Direct electrochemistry and electrocatalysis of horseradish peroxidase immobilized in sol–gel-derived tin oxide/gelatin composite films

Abstract

Horseradish peroxidase (HRP) was immobilized into a new type of sol–gel-derived nano-sized tin oxide/gelatin composite film (SnO 2 composite film) using a sol–gel film/enzyme/sol–gel film “sandwich” configuration. Direct electrochemistry and electrocatalysis of HRP incorporated into the composite films were investigated. HRP/SnO 2 composite film exhibited a pair of stable and quasi-reversible cyclic voltammetric peaks for the HRP Fe(III)/HRP Fe(II) redox couple with a formal potential of about −0.25 V (vs. SCE) in a pH 6.0 phosphate buffer solution.
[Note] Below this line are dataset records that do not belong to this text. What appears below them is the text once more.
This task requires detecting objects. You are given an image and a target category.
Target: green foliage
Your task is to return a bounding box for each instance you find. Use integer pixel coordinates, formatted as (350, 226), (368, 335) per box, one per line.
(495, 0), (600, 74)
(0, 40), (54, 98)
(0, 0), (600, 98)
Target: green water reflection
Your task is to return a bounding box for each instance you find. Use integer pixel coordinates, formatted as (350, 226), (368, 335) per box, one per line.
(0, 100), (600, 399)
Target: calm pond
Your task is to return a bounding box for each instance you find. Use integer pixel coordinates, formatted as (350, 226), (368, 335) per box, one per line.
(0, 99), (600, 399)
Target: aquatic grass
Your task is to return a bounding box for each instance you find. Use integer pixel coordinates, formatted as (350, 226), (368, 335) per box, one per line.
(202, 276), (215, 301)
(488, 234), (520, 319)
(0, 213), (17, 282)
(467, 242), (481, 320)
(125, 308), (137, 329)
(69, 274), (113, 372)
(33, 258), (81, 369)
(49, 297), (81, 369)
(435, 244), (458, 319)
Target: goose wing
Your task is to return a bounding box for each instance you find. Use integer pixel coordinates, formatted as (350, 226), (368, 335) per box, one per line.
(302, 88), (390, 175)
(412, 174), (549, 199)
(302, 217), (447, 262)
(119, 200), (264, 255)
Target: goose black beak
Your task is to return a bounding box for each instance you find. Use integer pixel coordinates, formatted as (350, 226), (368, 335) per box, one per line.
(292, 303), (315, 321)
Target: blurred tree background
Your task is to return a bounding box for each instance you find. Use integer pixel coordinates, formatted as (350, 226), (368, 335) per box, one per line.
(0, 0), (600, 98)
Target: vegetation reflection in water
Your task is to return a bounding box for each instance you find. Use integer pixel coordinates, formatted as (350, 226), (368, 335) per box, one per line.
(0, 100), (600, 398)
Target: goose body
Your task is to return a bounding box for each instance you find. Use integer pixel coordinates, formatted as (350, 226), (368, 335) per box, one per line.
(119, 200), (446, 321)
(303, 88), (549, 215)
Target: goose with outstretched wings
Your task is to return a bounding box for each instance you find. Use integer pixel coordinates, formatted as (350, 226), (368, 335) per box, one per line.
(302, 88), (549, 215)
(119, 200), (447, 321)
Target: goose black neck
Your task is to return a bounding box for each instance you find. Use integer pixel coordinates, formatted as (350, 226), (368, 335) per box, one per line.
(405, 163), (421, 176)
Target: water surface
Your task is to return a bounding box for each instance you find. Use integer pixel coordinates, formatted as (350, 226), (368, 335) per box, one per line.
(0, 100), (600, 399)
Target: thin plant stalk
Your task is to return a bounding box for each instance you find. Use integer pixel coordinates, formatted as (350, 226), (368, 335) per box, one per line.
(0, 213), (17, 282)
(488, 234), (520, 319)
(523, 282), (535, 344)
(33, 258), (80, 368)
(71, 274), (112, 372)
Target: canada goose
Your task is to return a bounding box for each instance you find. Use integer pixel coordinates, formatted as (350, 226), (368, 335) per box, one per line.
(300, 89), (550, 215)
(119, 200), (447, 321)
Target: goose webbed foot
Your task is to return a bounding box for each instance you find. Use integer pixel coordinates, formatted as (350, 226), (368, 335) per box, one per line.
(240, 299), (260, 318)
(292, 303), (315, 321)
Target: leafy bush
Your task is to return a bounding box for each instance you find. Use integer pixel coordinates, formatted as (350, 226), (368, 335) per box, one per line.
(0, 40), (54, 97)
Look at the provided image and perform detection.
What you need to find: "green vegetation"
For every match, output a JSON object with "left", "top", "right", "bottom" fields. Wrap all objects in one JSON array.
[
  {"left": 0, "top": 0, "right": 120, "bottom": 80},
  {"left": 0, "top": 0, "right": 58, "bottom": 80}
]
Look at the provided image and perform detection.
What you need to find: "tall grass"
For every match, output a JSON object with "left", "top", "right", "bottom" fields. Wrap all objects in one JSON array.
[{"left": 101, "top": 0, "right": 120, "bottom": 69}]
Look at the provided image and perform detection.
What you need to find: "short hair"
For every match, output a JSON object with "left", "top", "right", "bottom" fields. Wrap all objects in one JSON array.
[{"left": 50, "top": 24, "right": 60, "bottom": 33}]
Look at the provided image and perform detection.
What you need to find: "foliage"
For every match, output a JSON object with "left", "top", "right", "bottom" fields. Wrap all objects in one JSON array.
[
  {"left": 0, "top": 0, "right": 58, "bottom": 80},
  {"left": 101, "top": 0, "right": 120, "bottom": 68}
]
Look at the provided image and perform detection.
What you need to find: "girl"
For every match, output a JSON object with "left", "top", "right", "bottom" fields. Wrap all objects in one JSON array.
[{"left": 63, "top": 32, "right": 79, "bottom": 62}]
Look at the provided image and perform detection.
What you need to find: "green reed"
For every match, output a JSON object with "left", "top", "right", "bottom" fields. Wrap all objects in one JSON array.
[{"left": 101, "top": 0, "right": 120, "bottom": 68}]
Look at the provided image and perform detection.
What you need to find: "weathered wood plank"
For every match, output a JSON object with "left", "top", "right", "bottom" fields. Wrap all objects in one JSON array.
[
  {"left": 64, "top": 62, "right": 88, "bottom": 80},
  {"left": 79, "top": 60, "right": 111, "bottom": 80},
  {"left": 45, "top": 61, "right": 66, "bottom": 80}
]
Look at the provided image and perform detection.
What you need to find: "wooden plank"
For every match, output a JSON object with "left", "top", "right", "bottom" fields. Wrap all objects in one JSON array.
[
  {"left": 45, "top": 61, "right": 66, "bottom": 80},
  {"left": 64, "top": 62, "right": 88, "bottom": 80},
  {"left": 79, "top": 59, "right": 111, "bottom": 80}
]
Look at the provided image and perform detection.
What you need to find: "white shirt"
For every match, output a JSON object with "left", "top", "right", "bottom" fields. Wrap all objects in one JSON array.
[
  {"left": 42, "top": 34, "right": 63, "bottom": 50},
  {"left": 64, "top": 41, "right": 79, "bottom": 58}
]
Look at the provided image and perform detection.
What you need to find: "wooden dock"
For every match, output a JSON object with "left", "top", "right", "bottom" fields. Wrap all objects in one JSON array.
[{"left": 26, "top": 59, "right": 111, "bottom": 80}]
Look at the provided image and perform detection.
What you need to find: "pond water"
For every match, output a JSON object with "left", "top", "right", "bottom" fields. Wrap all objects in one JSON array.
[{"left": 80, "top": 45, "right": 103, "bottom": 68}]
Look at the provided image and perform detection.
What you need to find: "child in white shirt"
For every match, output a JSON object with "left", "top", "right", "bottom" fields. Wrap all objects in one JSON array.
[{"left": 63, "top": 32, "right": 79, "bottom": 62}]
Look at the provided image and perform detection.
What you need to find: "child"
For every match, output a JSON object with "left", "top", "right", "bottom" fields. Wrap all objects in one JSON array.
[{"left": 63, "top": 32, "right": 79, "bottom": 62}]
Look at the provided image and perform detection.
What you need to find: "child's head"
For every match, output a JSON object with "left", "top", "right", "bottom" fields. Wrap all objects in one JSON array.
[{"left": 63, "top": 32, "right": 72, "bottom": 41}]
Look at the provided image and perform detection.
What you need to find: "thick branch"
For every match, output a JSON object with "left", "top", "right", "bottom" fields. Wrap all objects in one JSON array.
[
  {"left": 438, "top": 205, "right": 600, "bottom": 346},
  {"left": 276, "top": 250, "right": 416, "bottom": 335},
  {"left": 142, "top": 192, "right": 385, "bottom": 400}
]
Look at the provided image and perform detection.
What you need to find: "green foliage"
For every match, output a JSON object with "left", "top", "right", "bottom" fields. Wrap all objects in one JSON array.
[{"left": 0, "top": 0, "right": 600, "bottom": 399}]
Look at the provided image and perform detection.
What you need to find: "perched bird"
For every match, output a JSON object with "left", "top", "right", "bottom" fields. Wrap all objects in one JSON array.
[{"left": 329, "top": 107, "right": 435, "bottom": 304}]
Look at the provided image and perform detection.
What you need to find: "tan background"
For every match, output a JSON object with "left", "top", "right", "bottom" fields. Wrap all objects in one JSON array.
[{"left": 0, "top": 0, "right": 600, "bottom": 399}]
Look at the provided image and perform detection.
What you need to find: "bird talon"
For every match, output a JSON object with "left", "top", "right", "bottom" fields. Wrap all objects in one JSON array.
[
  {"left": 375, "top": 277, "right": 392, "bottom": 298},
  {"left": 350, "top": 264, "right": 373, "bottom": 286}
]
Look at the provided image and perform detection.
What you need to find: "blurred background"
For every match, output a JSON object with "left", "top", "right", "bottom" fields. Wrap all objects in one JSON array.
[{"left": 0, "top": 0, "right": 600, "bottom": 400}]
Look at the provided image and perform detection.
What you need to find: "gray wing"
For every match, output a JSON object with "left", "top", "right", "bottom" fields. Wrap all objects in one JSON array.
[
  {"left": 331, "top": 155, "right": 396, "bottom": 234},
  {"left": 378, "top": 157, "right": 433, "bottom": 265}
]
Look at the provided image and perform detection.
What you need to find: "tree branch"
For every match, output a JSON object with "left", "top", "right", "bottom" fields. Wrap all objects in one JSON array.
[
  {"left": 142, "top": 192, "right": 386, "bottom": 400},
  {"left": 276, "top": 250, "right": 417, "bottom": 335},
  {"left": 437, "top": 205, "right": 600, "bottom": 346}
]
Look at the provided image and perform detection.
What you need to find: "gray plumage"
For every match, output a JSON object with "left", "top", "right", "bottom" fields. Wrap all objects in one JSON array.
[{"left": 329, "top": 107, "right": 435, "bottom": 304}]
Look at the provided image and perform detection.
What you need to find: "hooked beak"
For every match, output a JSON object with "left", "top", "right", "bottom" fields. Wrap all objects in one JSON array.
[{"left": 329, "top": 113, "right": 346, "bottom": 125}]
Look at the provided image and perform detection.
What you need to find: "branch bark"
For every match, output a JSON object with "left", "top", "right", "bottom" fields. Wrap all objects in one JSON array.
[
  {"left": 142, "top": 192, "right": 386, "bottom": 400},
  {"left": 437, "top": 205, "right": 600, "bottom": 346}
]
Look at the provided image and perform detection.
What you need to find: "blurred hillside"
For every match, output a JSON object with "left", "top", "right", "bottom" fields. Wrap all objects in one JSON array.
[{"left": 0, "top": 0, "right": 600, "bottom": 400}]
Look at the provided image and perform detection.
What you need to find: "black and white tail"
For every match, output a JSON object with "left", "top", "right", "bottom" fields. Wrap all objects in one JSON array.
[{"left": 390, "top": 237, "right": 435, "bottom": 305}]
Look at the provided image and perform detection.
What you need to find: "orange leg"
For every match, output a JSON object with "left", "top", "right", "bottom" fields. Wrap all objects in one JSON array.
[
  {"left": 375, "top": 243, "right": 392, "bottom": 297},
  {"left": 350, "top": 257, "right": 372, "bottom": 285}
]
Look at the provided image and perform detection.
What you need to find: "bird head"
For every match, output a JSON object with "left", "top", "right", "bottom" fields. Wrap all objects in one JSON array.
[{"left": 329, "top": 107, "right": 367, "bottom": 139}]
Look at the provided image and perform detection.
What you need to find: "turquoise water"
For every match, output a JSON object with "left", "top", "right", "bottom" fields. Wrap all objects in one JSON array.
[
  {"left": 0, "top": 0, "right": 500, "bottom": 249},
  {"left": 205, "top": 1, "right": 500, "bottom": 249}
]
The electron transfer between the enzyme and the underlying electrode was greatly enhanced in the microenvironment with nano-SnO 2 particles and nanoporous structures. Morphologies and microstructures of the composite films and HRP/composite films were characterized with TEM, AFM. Electrochemical impedance spectroscopy (EIS) was also used to feature the HRP incorporated into composite films. FTIR and UV–Vis spectroscopy demonstrated that HRP in the composite film could retain its native secondary structure. With the advantages of organic–inorganic hybrid materials, the HRP/SnO 2 composite film modified electrode displayed good stability and electrocatalytic activity to the reduction of H 2O 2, The apparent Michaelis-Menten constant ( K M app ) was estimated to be 0.345 mM, indicating a high affinity of HRP entrapped into the composite film toward H 2O 2.